Questa nuova sinistra deve essere contemporaneamente realista e progressiva, partendo dall’analisi della situazione del mondo di oggi senza fughe in avanti, ma ferma negli ideali e tenace nel perseguirli, elaborando una politica in grado di dare speranze ai popoli diseredati senza apparire punitiva verso quelli occidentali. È inutile favoleggiare di sistemi di natura, vie diverse dal capitalismo o di rivoluzioni che eliminino guerre, sfruttamento, ingiustizie ecc, è «sufficiente» che un governo mondiale di sinistra metta regole e limiti all’economia di mercato e costruisca un efficiente sistema fiscale globale, in grado di finanziare un sistema di sicurezza sociale a livello mondiale e di ridistribuire la ricchezza prodotta.

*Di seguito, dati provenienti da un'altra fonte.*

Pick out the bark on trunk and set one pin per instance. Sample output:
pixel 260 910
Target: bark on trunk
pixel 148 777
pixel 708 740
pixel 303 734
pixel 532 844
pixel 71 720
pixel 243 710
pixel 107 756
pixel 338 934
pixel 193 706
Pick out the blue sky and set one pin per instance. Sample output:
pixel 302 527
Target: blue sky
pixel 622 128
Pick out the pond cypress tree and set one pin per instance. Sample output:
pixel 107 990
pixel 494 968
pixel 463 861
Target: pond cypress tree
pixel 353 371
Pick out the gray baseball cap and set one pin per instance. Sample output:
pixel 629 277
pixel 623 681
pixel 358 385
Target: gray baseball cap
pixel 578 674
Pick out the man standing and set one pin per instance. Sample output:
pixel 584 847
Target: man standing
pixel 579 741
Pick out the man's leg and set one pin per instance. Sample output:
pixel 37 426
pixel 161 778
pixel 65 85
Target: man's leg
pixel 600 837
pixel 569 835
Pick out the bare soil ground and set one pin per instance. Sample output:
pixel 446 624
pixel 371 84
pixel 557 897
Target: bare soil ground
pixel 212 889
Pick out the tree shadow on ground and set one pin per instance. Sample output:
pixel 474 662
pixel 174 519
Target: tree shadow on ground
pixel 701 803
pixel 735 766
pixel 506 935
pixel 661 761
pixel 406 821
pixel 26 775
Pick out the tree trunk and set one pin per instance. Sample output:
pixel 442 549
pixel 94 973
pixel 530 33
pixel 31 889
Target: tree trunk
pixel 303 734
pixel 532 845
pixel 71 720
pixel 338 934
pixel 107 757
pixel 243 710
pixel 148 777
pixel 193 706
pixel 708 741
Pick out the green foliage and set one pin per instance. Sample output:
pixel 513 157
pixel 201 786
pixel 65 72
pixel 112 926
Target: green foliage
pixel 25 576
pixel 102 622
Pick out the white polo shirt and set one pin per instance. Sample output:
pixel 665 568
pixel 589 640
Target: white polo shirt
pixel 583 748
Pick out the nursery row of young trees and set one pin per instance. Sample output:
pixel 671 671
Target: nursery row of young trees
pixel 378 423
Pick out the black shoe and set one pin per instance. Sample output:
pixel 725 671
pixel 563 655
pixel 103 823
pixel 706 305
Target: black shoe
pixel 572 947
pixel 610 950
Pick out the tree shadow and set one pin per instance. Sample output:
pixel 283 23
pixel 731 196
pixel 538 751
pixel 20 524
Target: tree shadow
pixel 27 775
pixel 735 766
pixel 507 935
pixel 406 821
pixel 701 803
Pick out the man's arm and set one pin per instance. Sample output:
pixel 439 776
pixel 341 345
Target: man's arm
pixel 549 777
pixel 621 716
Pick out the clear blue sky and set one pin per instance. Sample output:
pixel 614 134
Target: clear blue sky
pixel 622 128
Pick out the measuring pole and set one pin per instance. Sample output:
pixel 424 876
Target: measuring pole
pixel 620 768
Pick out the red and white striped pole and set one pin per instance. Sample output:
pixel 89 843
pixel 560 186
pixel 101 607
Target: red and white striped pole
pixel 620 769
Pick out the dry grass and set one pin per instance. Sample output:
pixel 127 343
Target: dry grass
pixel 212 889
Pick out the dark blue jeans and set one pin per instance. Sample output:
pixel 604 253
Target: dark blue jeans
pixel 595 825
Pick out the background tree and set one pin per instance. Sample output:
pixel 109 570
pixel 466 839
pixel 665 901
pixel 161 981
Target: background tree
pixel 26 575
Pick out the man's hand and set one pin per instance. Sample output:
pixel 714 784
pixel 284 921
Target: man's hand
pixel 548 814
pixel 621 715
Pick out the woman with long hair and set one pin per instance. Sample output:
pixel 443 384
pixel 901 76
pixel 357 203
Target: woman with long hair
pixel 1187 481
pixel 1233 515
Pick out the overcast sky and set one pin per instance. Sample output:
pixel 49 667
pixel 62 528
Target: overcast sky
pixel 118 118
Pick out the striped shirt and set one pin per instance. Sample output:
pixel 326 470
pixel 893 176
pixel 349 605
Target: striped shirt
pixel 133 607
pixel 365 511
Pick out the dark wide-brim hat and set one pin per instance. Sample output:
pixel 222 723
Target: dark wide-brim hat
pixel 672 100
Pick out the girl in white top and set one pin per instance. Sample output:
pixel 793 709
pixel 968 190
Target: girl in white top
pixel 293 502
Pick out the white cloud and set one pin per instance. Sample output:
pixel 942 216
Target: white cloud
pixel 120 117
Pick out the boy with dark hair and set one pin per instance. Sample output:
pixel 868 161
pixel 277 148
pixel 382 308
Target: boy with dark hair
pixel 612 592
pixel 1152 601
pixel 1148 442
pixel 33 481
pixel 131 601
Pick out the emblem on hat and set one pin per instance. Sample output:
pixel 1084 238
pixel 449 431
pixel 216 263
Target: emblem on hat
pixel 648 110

La nuova sinistra non dovrebbe nascondere alla popolazione dei paesi occidentali i sacrifici e le rinunce che il riequilibrio economico comporteranno, potrebbe però con successo sostenere che questi sono prezzi più che ragionevoli da pagare per avere un mondo più pacifico, più ordinato, più giusto, più vivibile per tutti, soprattutto per le classi più deboli e per i lavoratori che sono quelli che soffrono di più l’insicurezza, l’incertezza e la concorrenza dei disperati del resto del mondo.

Anche per le istituzioni, non è necessario opporsi frontalmente a quelle che già ci sono, come il G8 o la Banca Mondiale, e immaginarne delle nuove completamente diverse, basta cambiarne la politica e utilizzarle per un riequilibrio globale.

Si tratta di ripercorrere a livello mondiale la strada che il movimento socialista ha percorso nell’Ottocento nei singoli paesi occidentali: all’inizio il movimento operaio si opponeva e combatteva contro le istituzioni statali, considerate strumenti in mano al nemico di classe per sfruttarlo, poi ha capito che poteva utilizzarle, dopo averle conquistate democraticamente, per il miglioramento della propria condizione, fino a fare dello Stato un caposaldo della propria politica.

La costituzione di questa nuova sinistra sembra una scommessa persa in partenza, ma speriamo che le difficoltà crescenti in cui i movimenti e i partiti di sinistra si trovano nei nostri paesi e le sconfitte sempre più gravi come quella francese alla fine facciano superare ideologismi, particolarismi, tatticismi, piccoli interessi di bottega e timori, così come la sterile polemica se le sconfitte siano dovute a un programma troppo moderato o troppo radicale, e convincano i gruppi più avveduti e le personalità più aperte e lucide, che non mancano, a mettere mano a un necessario, profondo rinnovamento. In mancanza di esso la sinistra, nelle sue due componenti, moderata e radicale, è destinata al disfacimento o all’irrilevanza e con lei svanirà per lungo tempo la speranza di dare uno sbocco politico democratico e progressista alle contraddizioni del mondo.